The US Federal Reserve (Fed) has decided to keep interest rates unchanged for the fourth consecutive time at its June 18, 2025, meeting, maintaining the benchmark federal funds rate in a target range of 4.25% to 4.50%. This decision aligns with widespread expectations, as the central bank continues to assess the economic landscape amidst uncertainties surrounding inflation, labor market conditions, and the potential impacts of the Trump administration's policies, particularly concerning tariffs, immigration, and taxation.
While holding steady on rates, the Fed's latest Summary of Economic Projections (SEP), including the closely watched "dot plot," suggests that policymakers still anticipate two 0.25 percentage point rate cuts before the end of the year. This indicates a continued, albeit cautious, approach to monetary easing. However, this projection is not set in stone, as several factors could influence the Fed's future decisions.
Several key factors influenced the Fed's decision to maintain the status quo.

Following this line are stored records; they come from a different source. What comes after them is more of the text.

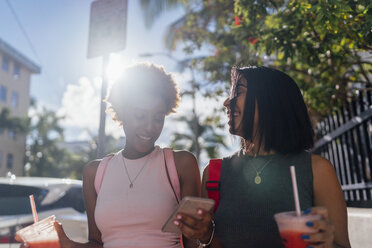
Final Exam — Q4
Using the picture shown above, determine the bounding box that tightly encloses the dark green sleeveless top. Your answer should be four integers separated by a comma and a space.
215, 151, 313, 248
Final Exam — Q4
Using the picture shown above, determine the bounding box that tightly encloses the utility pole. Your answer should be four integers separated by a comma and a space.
87, 0, 128, 158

Recent economic data presents a mixed picture, with inflation moderating but still remaining above the Fed's 2% target. The labor market demonstrates resilience, but there are signs of slowing job growth. Moreover, the economic outlook is clouded by uncertainty related to trade policies and geopolitical tensions, particularly concerning the Israel-Iran conflict, which has led to increased oil prices and fears of renewed inflationary pressures.
Chairman Jerome Powell emphasized the need for "greater confidence" that inflation is firmly on track to reach the 2% target before committing to rate cuts. This cautious approach reflects the Fed's commitment to avoiding a premature easing of monetary policy that could reignite inflationary pressures.

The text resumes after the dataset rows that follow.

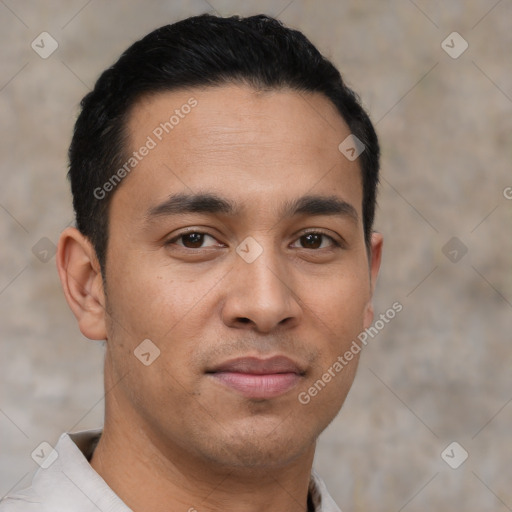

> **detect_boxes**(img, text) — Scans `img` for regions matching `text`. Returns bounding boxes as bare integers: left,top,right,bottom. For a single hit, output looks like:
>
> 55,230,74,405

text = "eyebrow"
146,193,359,224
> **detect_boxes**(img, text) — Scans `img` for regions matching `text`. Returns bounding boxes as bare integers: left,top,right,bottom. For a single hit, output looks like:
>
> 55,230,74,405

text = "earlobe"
57,227,107,340
363,232,383,329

The Fed's projections for future rate cuts are subject to change based on evolving economic conditions. The "dot plot," which represents each Federal Reserve official's expectations for future interest rates, will be closely scrutinized for any shifts in sentiment. Some analysts suggest that the Fed might reduce the number of projected rate cuts to one or potentially push them further into 2026.
The Fed's decisions have implications for consumers and businesses alike. Holding rates steady is welcome news for savers who benefit from higher interest rates on savings accounts and certificates of deposit (CDs). However, borrowers may have to wait longer for lower borrowing costs on mortgages, auto loans, and other forms of credit.
Looking ahead, the Fed will continue to carefully monitor economic data, including inflation, labor market indicators, and global economic developments. The central bank has reiterated its commitment to data dependency, meaning that future policy decisions will be guided by incoming information and the evolving economic outlook. The next key indicator to watch will be the GDP growth and inflation. While a rebound is expected in the second quarter of 2025 (+0.9% q/q), the average annual growth rate should lower to +1.7% for the year. Changes in economic policy should lead to a rise in inflation, up to +3.5% a/a in Q2-2026.